Abigail joined him. “What are you doing?”

“Pull.” He grabbed her hand and put it on one of the handles. “I’ll show him a thing or two about pirating.”

Together they forced the rudder to turn sharp. His ship came around just as he expected, sending the stern in a collision course with Eric’s bow.

“We’re going to crash.” Abigail gasped, letting go.

“That’s the idea.” He reached around and made her take hold again. “That’s his disadvantage with the newer vessel. We’ll do more damage to his ship than to mine. Pirates don’t always get to sail up along another ship and jump aboard. Sometimes we had to do a little maneuvering to keep them from fleeing.”

“And if that didn’t work?”

The ship jolted upon impact.
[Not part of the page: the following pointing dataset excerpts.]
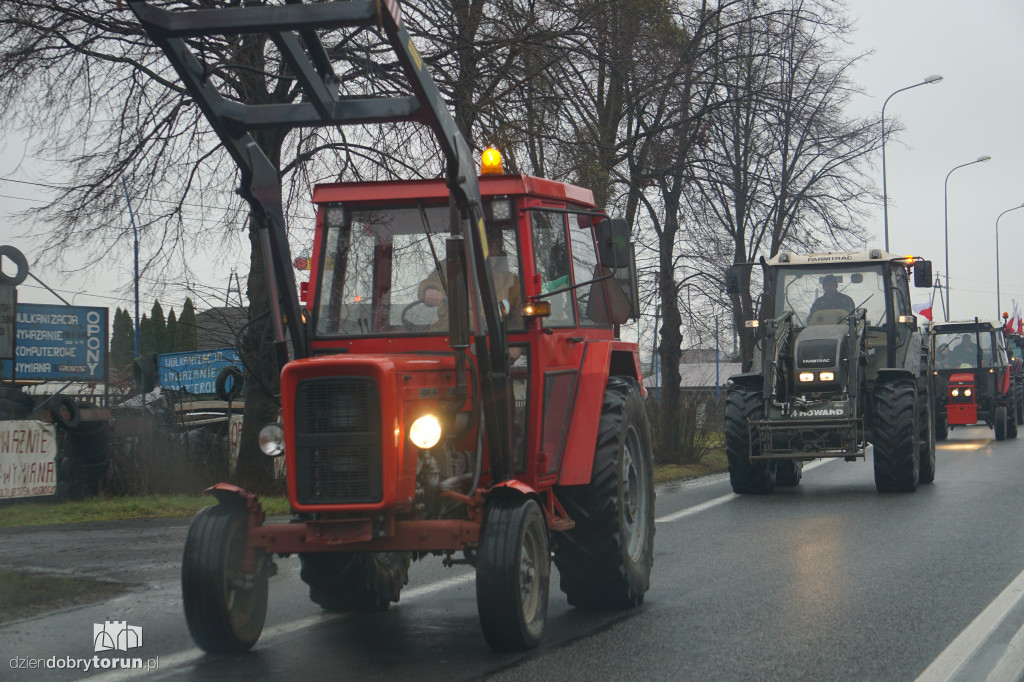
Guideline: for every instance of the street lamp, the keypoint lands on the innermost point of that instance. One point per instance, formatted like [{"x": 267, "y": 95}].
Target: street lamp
[
  {"x": 998, "y": 306},
  {"x": 945, "y": 202},
  {"x": 885, "y": 197}
]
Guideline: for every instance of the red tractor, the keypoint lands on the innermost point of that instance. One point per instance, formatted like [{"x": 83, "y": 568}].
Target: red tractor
[
  {"x": 458, "y": 387},
  {"x": 974, "y": 378}
]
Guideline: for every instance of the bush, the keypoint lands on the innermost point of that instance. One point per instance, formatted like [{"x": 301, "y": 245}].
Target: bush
[{"x": 701, "y": 418}]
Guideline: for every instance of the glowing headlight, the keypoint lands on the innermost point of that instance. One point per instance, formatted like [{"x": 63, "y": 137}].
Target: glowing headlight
[
  {"x": 271, "y": 439},
  {"x": 425, "y": 432}
]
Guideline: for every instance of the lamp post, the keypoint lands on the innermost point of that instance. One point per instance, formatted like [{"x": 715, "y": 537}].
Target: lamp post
[
  {"x": 935, "y": 78},
  {"x": 998, "y": 306},
  {"x": 945, "y": 203}
]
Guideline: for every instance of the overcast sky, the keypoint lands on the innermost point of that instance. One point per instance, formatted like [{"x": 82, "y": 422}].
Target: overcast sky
[{"x": 977, "y": 110}]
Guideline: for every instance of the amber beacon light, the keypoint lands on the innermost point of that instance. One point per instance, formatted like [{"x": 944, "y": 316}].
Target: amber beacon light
[{"x": 491, "y": 162}]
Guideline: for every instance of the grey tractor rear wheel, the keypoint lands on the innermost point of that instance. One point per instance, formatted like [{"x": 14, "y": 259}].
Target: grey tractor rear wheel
[
  {"x": 364, "y": 582},
  {"x": 896, "y": 451},
  {"x": 741, "y": 440},
  {"x": 1018, "y": 388},
  {"x": 513, "y": 573},
  {"x": 224, "y": 606},
  {"x": 605, "y": 560}
]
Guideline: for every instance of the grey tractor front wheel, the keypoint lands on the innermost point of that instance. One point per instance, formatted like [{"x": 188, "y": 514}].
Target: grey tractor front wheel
[
  {"x": 747, "y": 475},
  {"x": 224, "y": 605}
]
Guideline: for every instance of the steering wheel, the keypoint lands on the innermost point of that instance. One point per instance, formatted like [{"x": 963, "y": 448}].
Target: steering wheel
[{"x": 409, "y": 324}]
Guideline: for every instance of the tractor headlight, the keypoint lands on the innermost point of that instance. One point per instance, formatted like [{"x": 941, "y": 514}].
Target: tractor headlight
[
  {"x": 425, "y": 432},
  {"x": 271, "y": 439}
]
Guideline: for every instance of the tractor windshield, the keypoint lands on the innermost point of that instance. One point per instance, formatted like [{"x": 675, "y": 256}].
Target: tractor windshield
[
  {"x": 958, "y": 349},
  {"x": 383, "y": 272},
  {"x": 826, "y": 295}
]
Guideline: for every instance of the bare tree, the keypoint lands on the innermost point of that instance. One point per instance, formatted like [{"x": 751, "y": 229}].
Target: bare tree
[{"x": 784, "y": 166}]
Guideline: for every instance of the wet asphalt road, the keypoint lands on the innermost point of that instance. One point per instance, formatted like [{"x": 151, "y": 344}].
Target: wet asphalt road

A
thud
, a crack of wood, but the crash didn’t work as planned. Jasper looked over at Eric, half infuriated the man had had the sense to reinforce his hull and half intrigued by the forethought.

“It worked most times, but if not, then we blew them to smithereens with our cannons,” he answered.

“Is that what we’re going to do now?”

“Oh, if only I had me but one cannon and some chain shot. I’d make splinters of his ship’s broadside. However, I have nary a single cannon onboard. I haven’t had need of one for a long time.”

“When and why would you have had one of those?”

“We’ll talk of that another time.”

“You fool,” Eric shouted, flinging his megaphone away.

“What is he doing?” Abigail asked.

Jasper locked the wheel in place. “He’s getting ready to open fire.”

“But he’s…Is he taking his hand off?”

“He lost his arm up to the elbow near the end of the American Civil War,” Jasper said, recalling the day well when he went to Eric’s rescue at the urging of Eric’s grandfather. “A sword fight.”

“He couldn’t have been very old.”

“I think seventeen, maybe twenty, I don’t know for sure. He’s always been an overconfident brat.” Jasper put a hand to her shoulder. “Eric killed the man that did that to him.”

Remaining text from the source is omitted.